Olaf Tyaransen, 03 Oct 2011

Dubbed the “rock critic’s rock critic” by Q, Charles Shaar Murray has been writing professionally for practically all of his adult life. A teenage contributor to the notorious Schoolkids issue of Oz magazine in 1970, which saw him involved in the consequent obscenity trial, and one of the star scribes at NME during its ‘70s heyday, he has produced countless magazine articles and penned well-received biographies of Jimi Hendrix, David Bowie and John Lee Hooker. However, it’s taken until now for the 60 year-old Englishman to finally realise his lifelong ambition of writing a novel.
“It was something that I always wanted to do, but I could never figure out how it was done,” he explains, talking down the line from his London home. “Eventually these characters who’d been hanging around in my head for ages combined with bits of plot from various uncompleted short stories and other bits and bobs. It basically took a long time to assemble the ingredients and let them gestate, but once that happened the actual first draft of writing took place implausibly quickly.”
It took him just three months to write the first draft of The Hellhound Sample – a heavily hip, immensely readable, and musically knowing tale of bluesmen, rockers, rappers and gangsters.
“It was very weird the speed with which it came together,” he says. “It was almost like a trance experience. I would find that stuff I had plotted in advance wouldn’t happen because the characters didn’t seem to want to. Sometimes a conversation that was supposed to be a simple exchange over a few paragraphs ended up expanding because the characters kept coming through.
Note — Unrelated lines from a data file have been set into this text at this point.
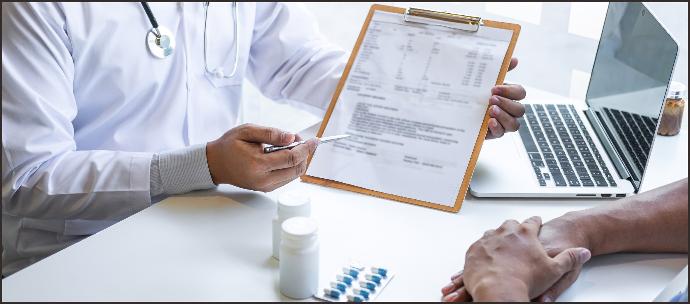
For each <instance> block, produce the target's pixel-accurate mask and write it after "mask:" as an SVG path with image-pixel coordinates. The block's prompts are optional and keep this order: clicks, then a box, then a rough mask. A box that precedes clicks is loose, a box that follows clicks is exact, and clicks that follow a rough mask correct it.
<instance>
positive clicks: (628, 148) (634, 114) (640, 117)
mask: <svg viewBox="0 0 690 304" xmlns="http://www.w3.org/2000/svg"><path fill="white" fill-rule="evenodd" d="M603 109H604V112H605V113H606V116H608V118H609V120H611V122H613V126H614V128H615V129H616V132H617V133H618V134H619V135H621V136H620V138H621V139H622V141H623V144H624V145H625V148H626V149H627V150H628V152H630V156H631V158H632V161H633V162H634V163H635V166H636V167H637V169H639V170H640V172H643V171H644V166H645V165H646V164H647V153H649V151H651V147H652V141H653V140H654V133H655V131H656V120H655V119H654V118H650V117H647V116H641V115H638V114H634V113H628V112H624V111H619V110H616V109H610V108H603ZM645 151H646V152H645Z"/></svg>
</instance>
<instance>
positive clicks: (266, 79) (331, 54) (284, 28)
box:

“At the end of it, I had this thing – which I then did nothing with for a few months. When I came back to it, and read it again, it was almost like reading something for the first time. I started doing revisions. Then I showed it to a few other people who made suggestions, most of which I incorporated. Basically they spotted where I’d left a hole in the plot or a gap in somebody’s character arc. They sort of interrogated the book and I had to provide answers to their questions.”